79. File descriptor: File descriptor is a term in computer science, an abstract concept used to express references to files.

80. inode: the abbreviation of index node, the index node is the information contained in the UNIX system, which contains detailed information about each file, such as node, owner, file, file location, etc.

81. Shared library (shared library): A shared library is a file containing object code. During execution, multiple a.out files may use the object code at the same time.

82. DLLs (Dynamic-Link Libraries): Dynamic-Link Libraries, which are a way for Microsoft to implement the concept of shared function libraries in the operating system. The extensions of these library functions are .DLL, .OCX (library containing ActiveX control) or .DRV (old system driver).

83. Clients: Clients are computer hardware or software that access the services provided by the server.

84. Servers: In computing, servers are computer programs or devices that provide functions for other programs or devices, called servers

85. Client-server architecture: The client-server architecture is also called the client/server architecture and the C/S architecture. It is a network architecture that distinguishes the client from the server. Each instance of the client software can make a request to a server or application server. There are many different types of servers, such as file servers, game servers, etc.

Hard core science: 89 operating system core concepts that programmers must know

 

86. Virtual Machines (Virtual Machines): In the architecture of computer science, it refers to a special kind of software that can create an environment between the computer platform and the end user, and the end user is based on the virtual machine software The environment created to operate other software.
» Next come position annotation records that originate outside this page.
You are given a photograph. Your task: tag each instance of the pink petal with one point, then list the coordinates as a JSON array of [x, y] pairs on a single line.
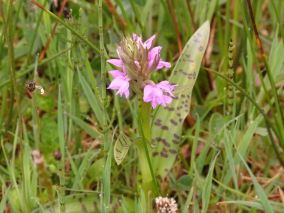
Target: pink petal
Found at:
[[166, 87], [154, 52], [117, 74], [163, 64], [116, 62], [149, 42], [121, 85]]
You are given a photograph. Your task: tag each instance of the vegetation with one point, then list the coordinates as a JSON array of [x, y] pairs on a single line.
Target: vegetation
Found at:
[[69, 144]]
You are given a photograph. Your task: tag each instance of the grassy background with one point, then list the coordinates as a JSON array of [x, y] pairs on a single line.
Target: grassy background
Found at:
[[226, 161]]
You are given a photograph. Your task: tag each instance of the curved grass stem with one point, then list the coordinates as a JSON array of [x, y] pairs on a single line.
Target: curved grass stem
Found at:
[[270, 127]]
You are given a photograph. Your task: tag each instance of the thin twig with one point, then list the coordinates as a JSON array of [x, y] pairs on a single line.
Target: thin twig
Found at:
[[43, 52], [269, 75], [174, 19], [113, 11]]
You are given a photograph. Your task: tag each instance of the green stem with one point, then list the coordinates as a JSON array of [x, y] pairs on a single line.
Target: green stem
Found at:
[[269, 126], [144, 126], [67, 26]]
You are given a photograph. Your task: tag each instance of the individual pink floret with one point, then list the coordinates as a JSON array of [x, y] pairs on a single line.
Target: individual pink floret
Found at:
[[159, 94], [120, 83]]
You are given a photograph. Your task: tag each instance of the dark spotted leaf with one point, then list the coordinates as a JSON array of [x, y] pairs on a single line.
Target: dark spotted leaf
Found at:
[[168, 121]]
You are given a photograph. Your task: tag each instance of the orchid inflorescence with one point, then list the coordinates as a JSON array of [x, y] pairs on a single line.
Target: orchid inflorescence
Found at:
[[135, 63]]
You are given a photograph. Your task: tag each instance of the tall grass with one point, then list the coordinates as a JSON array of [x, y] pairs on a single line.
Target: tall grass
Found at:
[[99, 149]]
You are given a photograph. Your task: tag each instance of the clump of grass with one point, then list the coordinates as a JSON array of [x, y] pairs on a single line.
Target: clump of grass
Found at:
[[219, 162]]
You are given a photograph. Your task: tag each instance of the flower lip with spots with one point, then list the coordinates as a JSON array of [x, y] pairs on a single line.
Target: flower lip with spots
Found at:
[[136, 61]]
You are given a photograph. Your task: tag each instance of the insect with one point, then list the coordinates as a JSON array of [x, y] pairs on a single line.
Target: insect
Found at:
[[31, 86]]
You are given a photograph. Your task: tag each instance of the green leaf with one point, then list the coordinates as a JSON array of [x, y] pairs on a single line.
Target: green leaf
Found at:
[[168, 121], [258, 188], [120, 149], [206, 190], [92, 98]]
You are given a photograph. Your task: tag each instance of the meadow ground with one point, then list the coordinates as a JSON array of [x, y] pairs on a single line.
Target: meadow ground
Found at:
[[191, 119]]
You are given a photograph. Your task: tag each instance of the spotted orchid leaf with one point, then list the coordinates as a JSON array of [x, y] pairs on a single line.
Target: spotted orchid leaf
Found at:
[[167, 123]]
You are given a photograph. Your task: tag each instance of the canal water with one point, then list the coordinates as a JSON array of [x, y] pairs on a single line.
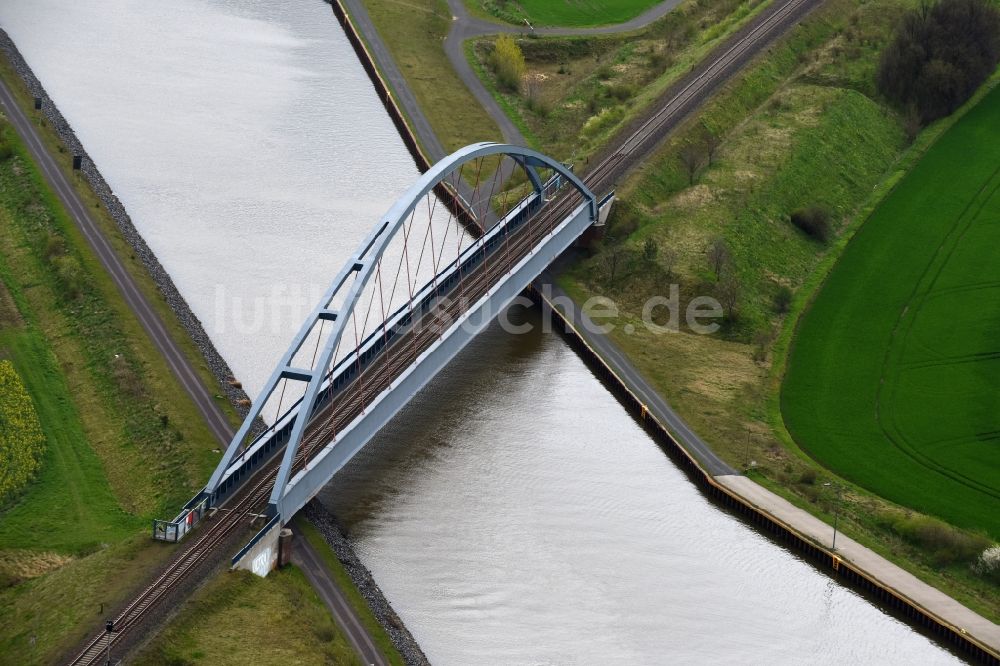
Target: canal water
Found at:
[[514, 513]]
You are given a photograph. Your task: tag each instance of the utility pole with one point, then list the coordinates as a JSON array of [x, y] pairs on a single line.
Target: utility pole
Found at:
[[109, 626], [836, 513], [746, 454]]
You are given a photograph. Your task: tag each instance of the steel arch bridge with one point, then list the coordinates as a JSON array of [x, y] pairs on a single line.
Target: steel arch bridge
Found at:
[[347, 372]]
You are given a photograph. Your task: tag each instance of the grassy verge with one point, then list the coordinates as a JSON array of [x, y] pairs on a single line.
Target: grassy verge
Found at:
[[21, 440], [579, 92], [343, 580], [238, 618], [63, 598], [132, 263], [570, 14], [800, 127], [74, 541], [122, 441], [906, 404], [414, 33]]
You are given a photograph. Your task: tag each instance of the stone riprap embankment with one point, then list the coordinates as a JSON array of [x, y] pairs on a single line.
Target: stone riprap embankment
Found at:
[[192, 325], [362, 579]]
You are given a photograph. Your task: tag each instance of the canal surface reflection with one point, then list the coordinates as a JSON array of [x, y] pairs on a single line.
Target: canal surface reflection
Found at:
[[514, 513]]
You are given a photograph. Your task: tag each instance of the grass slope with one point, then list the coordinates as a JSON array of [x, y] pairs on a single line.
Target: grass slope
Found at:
[[578, 92], [570, 13], [239, 618], [343, 580], [894, 376], [21, 438], [414, 33]]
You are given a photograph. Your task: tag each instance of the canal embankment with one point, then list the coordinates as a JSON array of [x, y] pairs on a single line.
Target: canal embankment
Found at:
[[852, 563]]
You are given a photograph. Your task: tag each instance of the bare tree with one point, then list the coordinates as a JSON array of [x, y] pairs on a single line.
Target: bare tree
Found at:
[[729, 292], [612, 260], [719, 256], [692, 156], [712, 142], [668, 256]]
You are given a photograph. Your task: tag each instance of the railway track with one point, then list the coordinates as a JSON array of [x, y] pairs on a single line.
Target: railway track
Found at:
[[350, 402], [342, 409]]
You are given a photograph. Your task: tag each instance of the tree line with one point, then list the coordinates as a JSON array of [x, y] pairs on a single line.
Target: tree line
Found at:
[[940, 53]]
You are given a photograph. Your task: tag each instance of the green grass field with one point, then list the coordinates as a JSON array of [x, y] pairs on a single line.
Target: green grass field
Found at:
[[570, 13], [894, 378], [346, 585], [290, 625]]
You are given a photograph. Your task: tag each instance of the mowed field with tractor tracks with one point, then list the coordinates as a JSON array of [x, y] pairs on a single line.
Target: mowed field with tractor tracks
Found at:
[[894, 378]]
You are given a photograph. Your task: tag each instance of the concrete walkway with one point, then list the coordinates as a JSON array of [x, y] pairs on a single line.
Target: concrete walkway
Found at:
[[902, 582], [465, 27], [308, 560]]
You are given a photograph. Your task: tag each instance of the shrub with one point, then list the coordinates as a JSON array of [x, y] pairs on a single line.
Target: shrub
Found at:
[[649, 251], [602, 121], [783, 299], [70, 275], [939, 55], [945, 543], [988, 564], [621, 92], [814, 222], [507, 62], [21, 440]]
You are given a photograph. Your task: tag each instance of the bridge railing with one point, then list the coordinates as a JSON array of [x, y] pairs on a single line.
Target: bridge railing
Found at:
[[270, 442], [190, 515]]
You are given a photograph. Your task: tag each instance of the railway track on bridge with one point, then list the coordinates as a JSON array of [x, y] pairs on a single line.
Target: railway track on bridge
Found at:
[[348, 404]]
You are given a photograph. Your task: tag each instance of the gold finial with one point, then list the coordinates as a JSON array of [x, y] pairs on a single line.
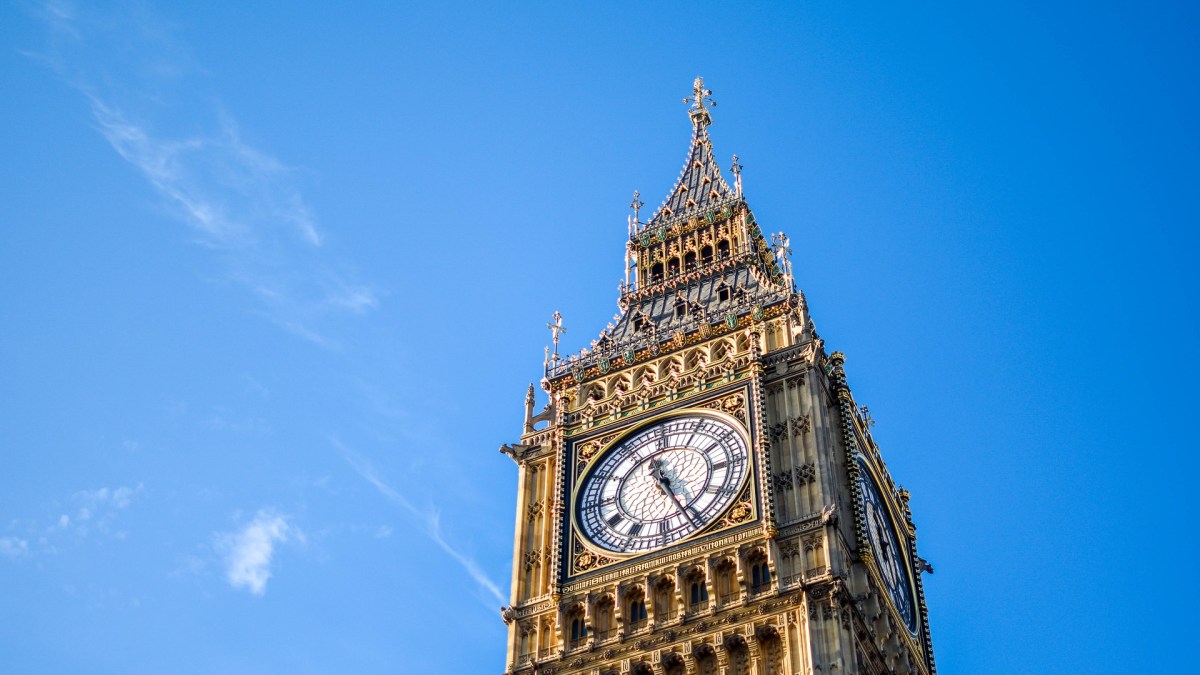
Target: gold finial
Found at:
[[737, 173], [556, 329], [700, 96]]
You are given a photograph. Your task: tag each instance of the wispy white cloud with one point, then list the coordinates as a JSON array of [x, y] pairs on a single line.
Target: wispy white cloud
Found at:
[[237, 198], [426, 519], [249, 550], [85, 513], [13, 547]]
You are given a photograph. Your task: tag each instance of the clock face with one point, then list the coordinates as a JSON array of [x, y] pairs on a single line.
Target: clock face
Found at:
[[661, 483], [886, 547]]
Hard core science: 89 operating system core concepts that programmers must know

 

87. Java virtual machines (Java virtual Machines): Java virtual machines have their own complete hardware architecture, such as processors, stacks, registers, etc., as well as corresponding instruction systems. JVM shields information related to specific operating system platforms, so that Java programs can run on multiple platforms without modification only by generating object code (bytecode) that runs on the Java virtual machine.

88. Object file: An object file is a file containing object code, which means machine code in a relocatable format that cannot be directly executed. There are multiple formats of object files, and the same object code can be packaged in different object files. Object files can also work like shared libraries.

89. C preprocessor: C preprocessor is a preprocessor for C language and C++ language. It is used to pre-scan the source code before the compiler processes the program to complete operations such as header file inclusion, macro expansion, conditional compilation, and line control.